Some researchers, including [23] for psychology and [4] for medical research, have taken the next step and have contacted authors directly when data of interest have not been available, which highlighted an additional problem. These workers found that data are not easily obtained via direct author contact. More recently, Stoltzfus et al. [8] examined deposition practices within the molecular systematic community, and estimated alignment/tree deposition rates to be remarkably low (~4%). Stolzfus et al. [8] focused on only two journals (American Journal of Botany and Evolution), and searched literature over just a 2-year period (2010–2011). Although the study of Stolzfus et al. [8] represents a good first step, no analysis has attempted to evaluate how often alignments/trees are deposited over a broad range of evolutionary biology journals that span organismal diversity representing the tree of life, or how archiving tendencies have changed over time.

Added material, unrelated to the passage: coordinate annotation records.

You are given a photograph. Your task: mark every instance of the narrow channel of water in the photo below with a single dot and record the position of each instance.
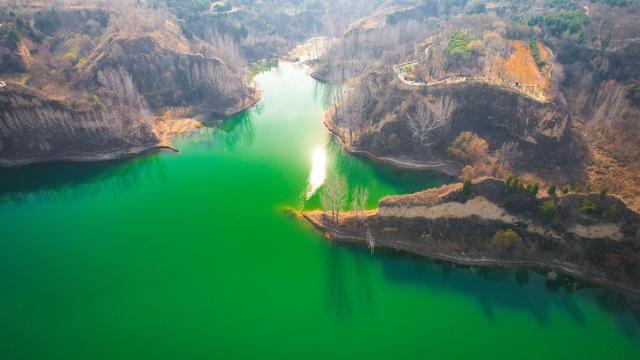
(190, 256)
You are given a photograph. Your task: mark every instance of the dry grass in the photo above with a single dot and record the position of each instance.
(520, 67)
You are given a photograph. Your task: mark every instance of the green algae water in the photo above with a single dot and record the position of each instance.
(191, 255)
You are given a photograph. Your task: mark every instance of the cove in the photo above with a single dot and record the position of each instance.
(192, 255)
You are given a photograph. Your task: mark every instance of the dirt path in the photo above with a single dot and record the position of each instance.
(402, 75)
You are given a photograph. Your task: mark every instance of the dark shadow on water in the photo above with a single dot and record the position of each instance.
(348, 293)
(522, 290)
(338, 300)
(74, 181)
(229, 133)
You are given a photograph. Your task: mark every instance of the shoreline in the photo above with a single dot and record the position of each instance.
(119, 154)
(88, 157)
(333, 234)
(449, 168)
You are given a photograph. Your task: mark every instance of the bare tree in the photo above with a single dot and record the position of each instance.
(334, 196)
(370, 241)
(359, 200)
(354, 108)
(227, 50)
(509, 154)
(431, 119)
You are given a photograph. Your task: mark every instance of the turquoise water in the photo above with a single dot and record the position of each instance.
(191, 255)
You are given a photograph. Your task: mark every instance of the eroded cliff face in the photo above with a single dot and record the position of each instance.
(601, 90)
(168, 73)
(92, 83)
(34, 127)
(494, 224)
(421, 124)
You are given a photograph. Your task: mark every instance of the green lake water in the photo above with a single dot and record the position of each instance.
(190, 255)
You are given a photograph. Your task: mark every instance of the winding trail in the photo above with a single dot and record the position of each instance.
(454, 80)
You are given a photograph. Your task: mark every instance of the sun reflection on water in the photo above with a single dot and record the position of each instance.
(318, 171)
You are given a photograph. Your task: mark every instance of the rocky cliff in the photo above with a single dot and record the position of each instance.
(490, 222)
(92, 82)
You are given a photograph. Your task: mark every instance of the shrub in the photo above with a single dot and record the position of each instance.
(15, 37)
(562, 23)
(610, 212)
(508, 180)
(458, 45)
(469, 147)
(47, 21)
(603, 193)
(588, 207)
(549, 211)
(477, 7)
(467, 187)
(505, 238)
(535, 52)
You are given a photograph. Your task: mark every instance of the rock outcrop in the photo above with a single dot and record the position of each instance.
(590, 236)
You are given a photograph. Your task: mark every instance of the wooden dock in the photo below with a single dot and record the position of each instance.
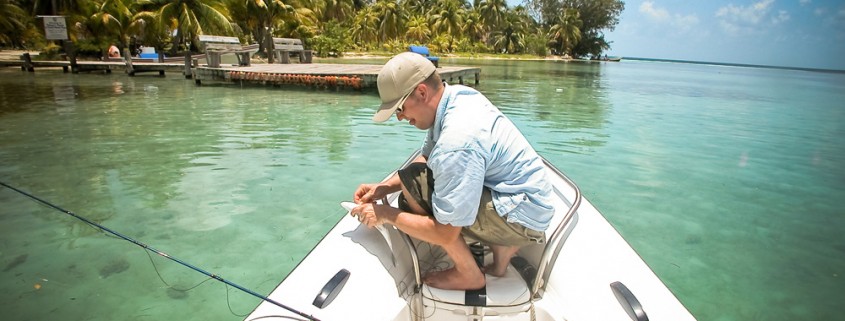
(317, 75)
(88, 66)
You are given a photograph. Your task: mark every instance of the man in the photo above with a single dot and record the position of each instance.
(114, 52)
(478, 176)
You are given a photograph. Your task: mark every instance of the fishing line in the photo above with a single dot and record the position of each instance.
(160, 253)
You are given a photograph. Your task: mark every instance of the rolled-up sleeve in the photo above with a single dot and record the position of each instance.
(458, 182)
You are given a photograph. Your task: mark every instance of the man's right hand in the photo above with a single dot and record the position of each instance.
(368, 193)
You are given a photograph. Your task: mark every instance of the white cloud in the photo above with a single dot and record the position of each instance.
(782, 16)
(649, 10)
(738, 20)
(680, 23)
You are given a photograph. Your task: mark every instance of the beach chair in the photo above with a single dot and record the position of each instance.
(216, 46)
(423, 50)
(283, 47)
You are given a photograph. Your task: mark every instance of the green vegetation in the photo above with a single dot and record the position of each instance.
(330, 27)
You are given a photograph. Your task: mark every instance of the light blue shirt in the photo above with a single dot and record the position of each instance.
(472, 144)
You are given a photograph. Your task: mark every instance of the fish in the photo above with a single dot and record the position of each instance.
(381, 228)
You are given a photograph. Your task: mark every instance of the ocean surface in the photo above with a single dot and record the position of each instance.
(728, 181)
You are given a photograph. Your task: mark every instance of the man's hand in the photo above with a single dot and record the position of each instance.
(371, 214)
(368, 193)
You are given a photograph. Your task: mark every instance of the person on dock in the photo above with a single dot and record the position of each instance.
(114, 52)
(477, 177)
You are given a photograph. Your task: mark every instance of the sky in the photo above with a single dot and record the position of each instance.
(785, 33)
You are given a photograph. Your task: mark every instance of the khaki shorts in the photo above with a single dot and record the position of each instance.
(489, 227)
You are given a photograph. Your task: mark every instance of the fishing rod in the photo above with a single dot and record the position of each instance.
(160, 253)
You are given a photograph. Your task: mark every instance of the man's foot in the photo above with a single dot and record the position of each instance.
(494, 270)
(452, 279)
(501, 259)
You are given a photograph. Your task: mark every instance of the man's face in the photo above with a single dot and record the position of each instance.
(417, 109)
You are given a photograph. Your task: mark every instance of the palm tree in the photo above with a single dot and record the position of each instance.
(510, 37)
(447, 17)
(365, 27)
(339, 10)
(474, 27)
(188, 19)
(492, 13)
(391, 19)
(117, 18)
(566, 33)
(267, 13)
(418, 29)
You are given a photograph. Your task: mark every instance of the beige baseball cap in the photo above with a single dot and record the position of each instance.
(397, 79)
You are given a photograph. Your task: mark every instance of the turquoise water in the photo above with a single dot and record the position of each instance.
(727, 180)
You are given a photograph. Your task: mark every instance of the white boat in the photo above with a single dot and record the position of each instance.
(585, 271)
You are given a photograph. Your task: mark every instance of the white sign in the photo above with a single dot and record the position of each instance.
(55, 28)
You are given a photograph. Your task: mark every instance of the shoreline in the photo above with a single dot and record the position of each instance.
(15, 54)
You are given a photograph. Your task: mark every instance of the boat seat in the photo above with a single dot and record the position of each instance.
(508, 290)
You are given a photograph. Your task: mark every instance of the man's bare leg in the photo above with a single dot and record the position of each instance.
(465, 275)
(501, 258)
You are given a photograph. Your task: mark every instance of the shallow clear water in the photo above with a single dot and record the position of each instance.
(726, 180)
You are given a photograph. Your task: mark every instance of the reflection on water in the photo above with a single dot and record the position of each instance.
(563, 104)
(703, 169)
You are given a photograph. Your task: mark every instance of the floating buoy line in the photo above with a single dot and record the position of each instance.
(149, 249)
(353, 82)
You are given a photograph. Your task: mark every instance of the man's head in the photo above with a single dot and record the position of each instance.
(399, 79)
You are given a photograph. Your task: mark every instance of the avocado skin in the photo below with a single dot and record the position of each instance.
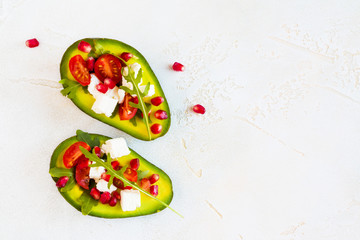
(84, 100)
(148, 206)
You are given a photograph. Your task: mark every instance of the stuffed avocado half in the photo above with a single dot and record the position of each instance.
(112, 82)
(102, 177)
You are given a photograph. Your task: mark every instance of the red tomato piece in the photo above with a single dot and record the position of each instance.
(73, 153)
(79, 70)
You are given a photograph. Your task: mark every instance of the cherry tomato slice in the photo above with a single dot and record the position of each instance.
(82, 172)
(126, 112)
(73, 153)
(108, 66)
(79, 70)
(130, 175)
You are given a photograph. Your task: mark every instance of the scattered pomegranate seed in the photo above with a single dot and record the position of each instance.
(145, 184)
(105, 176)
(178, 67)
(95, 193)
(156, 101)
(156, 128)
(154, 178)
(31, 43)
(154, 190)
(126, 56)
(116, 195)
(105, 197)
(115, 165)
(160, 114)
(112, 201)
(90, 62)
(134, 164)
(97, 151)
(109, 83)
(84, 46)
(101, 88)
(62, 181)
(199, 109)
(118, 183)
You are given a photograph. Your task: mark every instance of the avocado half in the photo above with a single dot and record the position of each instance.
(84, 100)
(148, 205)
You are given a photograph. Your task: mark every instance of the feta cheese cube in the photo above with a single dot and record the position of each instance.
(116, 147)
(130, 199)
(104, 104)
(102, 186)
(95, 173)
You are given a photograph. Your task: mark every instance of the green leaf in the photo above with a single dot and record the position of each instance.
(70, 87)
(120, 175)
(87, 203)
(135, 82)
(142, 174)
(69, 185)
(91, 140)
(59, 172)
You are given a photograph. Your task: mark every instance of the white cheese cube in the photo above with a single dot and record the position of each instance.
(102, 186)
(116, 147)
(136, 68)
(130, 199)
(150, 92)
(92, 86)
(104, 104)
(95, 173)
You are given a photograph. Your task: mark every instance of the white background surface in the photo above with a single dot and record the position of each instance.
(276, 156)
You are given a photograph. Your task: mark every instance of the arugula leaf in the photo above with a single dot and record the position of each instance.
(92, 141)
(70, 87)
(87, 203)
(69, 185)
(130, 77)
(59, 172)
(120, 175)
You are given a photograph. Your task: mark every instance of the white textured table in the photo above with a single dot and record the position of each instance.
(276, 156)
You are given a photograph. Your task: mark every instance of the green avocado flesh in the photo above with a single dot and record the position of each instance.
(148, 205)
(85, 100)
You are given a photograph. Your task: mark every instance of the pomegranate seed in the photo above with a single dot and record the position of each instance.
(109, 83)
(160, 114)
(101, 88)
(154, 178)
(115, 165)
(112, 201)
(178, 67)
(116, 195)
(97, 151)
(84, 46)
(105, 197)
(95, 193)
(145, 184)
(156, 101)
(118, 183)
(154, 190)
(62, 181)
(90, 62)
(31, 43)
(126, 56)
(105, 176)
(156, 128)
(199, 109)
(134, 164)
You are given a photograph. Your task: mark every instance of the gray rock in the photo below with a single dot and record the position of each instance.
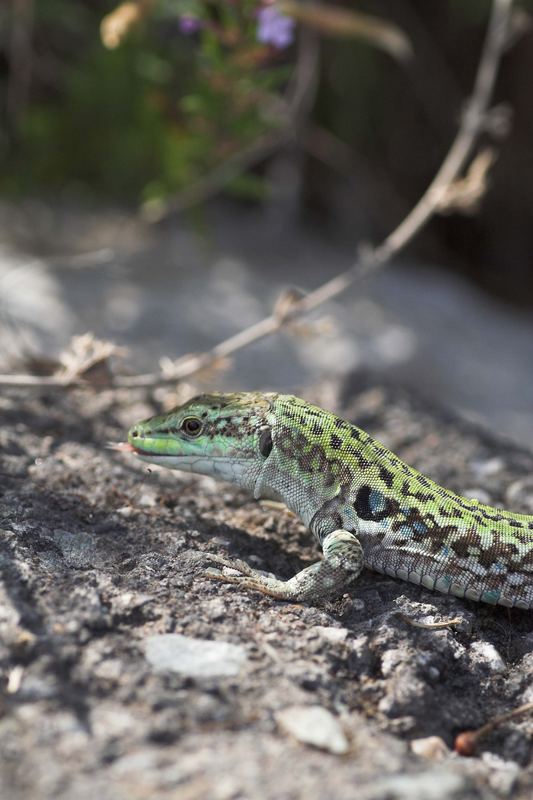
(197, 658)
(486, 655)
(314, 725)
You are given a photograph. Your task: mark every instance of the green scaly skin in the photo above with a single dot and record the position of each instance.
(364, 505)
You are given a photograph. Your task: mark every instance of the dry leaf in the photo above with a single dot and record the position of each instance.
(118, 23)
(87, 358)
(465, 194)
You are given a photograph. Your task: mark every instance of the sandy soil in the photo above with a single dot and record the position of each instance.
(102, 559)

In the process of gathering data to build the first tree of life for all ~1.9 million named species (the Open Tree of Life Project; http://opentreeoflife.org), we examined 7,539 peer-reviewed papers to evaluate data depositional practices of foundational DNA sequence alignments and phylogenetic trees by the systematic community between 2000 and 2012. Our broad survey of the literature covered animals, fungi, seed plants, microbial eukaryotes, archaea, and bacteria, and included publications from more than 100 journals (see Tables S1S2S3S4). To assess the rigor of data that were deposited in a public archive, we also examined the quality (e.g., Did deposited trees match publication figure(s)? Were there branch lengths in deposited trees?) of ca. 350 files deposited in TreeBASE (described in Text S1). Additionally, we attempted to acquire data by randomly contacting 375 authors directly (see Text S1 and Table S4). Furthermore, to evaluate depositional practices of other data critical for study replication, we surveyed 100 randomly selected publications that implemented the popular evolutionary analysis package BEAST (Bayesian Evolutionary Analysis Sampling Trees [24]; 4,153 citations as of 7-17-2013), which is widely used to obtain divergence times and phylogenies that are used to test hypotheses and draw conclusions regarding broad biological questions (e.g., phylogeography, lineage origins).

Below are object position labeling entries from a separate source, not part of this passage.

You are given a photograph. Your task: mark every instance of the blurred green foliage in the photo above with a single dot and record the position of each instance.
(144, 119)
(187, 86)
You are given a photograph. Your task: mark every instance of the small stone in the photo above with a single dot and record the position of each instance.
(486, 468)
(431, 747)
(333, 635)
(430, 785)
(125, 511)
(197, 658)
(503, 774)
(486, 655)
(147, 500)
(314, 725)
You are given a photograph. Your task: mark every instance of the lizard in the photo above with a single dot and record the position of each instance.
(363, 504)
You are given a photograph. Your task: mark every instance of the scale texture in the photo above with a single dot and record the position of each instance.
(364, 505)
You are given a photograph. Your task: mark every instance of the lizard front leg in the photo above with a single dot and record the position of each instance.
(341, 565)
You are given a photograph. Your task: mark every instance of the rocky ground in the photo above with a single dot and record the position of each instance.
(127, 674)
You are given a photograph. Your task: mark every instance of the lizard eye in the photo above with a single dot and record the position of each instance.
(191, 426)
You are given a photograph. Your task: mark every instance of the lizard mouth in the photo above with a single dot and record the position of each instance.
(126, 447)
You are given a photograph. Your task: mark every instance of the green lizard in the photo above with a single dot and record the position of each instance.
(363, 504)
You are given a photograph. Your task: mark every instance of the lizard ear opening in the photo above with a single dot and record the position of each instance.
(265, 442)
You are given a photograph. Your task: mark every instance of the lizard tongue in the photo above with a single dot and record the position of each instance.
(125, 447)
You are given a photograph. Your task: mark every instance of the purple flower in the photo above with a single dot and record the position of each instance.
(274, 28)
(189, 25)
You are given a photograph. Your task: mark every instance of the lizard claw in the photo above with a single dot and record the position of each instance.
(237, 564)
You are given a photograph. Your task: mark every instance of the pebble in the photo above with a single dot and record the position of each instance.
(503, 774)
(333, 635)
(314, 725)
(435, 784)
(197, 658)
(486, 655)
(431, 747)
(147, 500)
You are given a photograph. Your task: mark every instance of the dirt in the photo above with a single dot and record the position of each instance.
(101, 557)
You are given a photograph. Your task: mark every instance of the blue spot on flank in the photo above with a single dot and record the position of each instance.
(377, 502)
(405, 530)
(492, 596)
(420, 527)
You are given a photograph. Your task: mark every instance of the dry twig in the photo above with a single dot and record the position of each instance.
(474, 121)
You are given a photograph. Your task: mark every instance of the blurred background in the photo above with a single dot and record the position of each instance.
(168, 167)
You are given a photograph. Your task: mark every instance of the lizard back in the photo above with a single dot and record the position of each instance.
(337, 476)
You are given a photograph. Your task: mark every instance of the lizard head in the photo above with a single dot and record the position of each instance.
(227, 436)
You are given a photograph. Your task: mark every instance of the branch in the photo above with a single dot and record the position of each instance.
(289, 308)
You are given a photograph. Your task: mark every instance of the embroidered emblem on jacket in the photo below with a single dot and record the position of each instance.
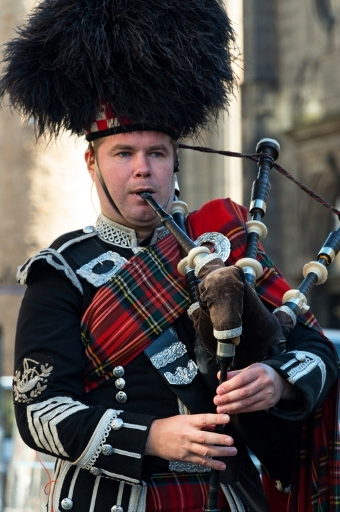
(87, 271)
(31, 379)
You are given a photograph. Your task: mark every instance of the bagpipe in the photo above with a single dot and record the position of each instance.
(224, 300)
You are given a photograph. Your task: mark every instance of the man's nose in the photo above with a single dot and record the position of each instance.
(142, 165)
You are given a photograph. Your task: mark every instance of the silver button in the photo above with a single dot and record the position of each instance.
(96, 471)
(120, 383)
(107, 449)
(89, 229)
(67, 504)
(116, 423)
(121, 397)
(118, 371)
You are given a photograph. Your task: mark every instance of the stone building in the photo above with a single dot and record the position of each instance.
(46, 191)
(291, 92)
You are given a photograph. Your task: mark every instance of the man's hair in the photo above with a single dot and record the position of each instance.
(95, 145)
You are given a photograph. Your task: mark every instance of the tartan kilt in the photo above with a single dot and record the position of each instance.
(181, 492)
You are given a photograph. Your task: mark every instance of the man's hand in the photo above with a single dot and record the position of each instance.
(255, 388)
(191, 438)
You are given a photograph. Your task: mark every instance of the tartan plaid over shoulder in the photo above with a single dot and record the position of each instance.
(225, 216)
(144, 298)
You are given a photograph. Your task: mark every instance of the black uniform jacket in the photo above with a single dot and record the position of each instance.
(99, 441)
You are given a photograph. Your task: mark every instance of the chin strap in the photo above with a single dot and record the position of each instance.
(104, 187)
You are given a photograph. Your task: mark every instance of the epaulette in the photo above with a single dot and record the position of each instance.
(53, 256)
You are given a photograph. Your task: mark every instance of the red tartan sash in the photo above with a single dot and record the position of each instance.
(229, 218)
(122, 321)
(144, 298)
(316, 478)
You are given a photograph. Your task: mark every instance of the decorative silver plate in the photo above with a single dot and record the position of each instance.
(86, 271)
(220, 243)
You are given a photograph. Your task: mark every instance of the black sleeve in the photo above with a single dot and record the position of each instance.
(311, 366)
(51, 409)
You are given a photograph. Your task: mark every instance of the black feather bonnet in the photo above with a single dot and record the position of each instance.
(160, 63)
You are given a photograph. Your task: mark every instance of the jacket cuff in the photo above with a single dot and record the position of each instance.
(306, 372)
(116, 449)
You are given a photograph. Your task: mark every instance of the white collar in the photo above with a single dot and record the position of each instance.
(116, 234)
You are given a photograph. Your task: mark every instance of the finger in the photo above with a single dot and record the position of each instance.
(205, 421)
(213, 438)
(246, 405)
(208, 452)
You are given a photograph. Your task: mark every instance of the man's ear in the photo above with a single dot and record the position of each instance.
(90, 162)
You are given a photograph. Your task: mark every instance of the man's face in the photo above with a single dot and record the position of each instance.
(132, 163)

Surprisingly, only 16.7%, 1,262 from a total of 7,539 publications surveyed, provided accessible alignments/trees (Figures 1 and 2). Our attempts to obtain datasets directly from authors were only 16% successful (61/375; see Table S4), and we estimate that approximately 70% of existing alignments/trees are no longer accessible. Thus, we conclude that most of the underlying sequence alignments and phylogenetic trees produced by the systematic community during the past several decades are essentially lost, accessible only as static figures in a published journal article with no capacity for subsequent manipulation. Furthermore, when data are deposited, they are often incomplete (e.g., what characters were excluded, accepted taxon names; see Text S1 and Figure S1). Our survey of publications that implemented BEAST revealed that only 11 out of 100 (11%) examined studies provided access to the underlying xml input file, which is critical for reproducing BEAST results. Although funding agencies often require all data to be accessible from funded publications, our results reveal this is more the exception than the rule.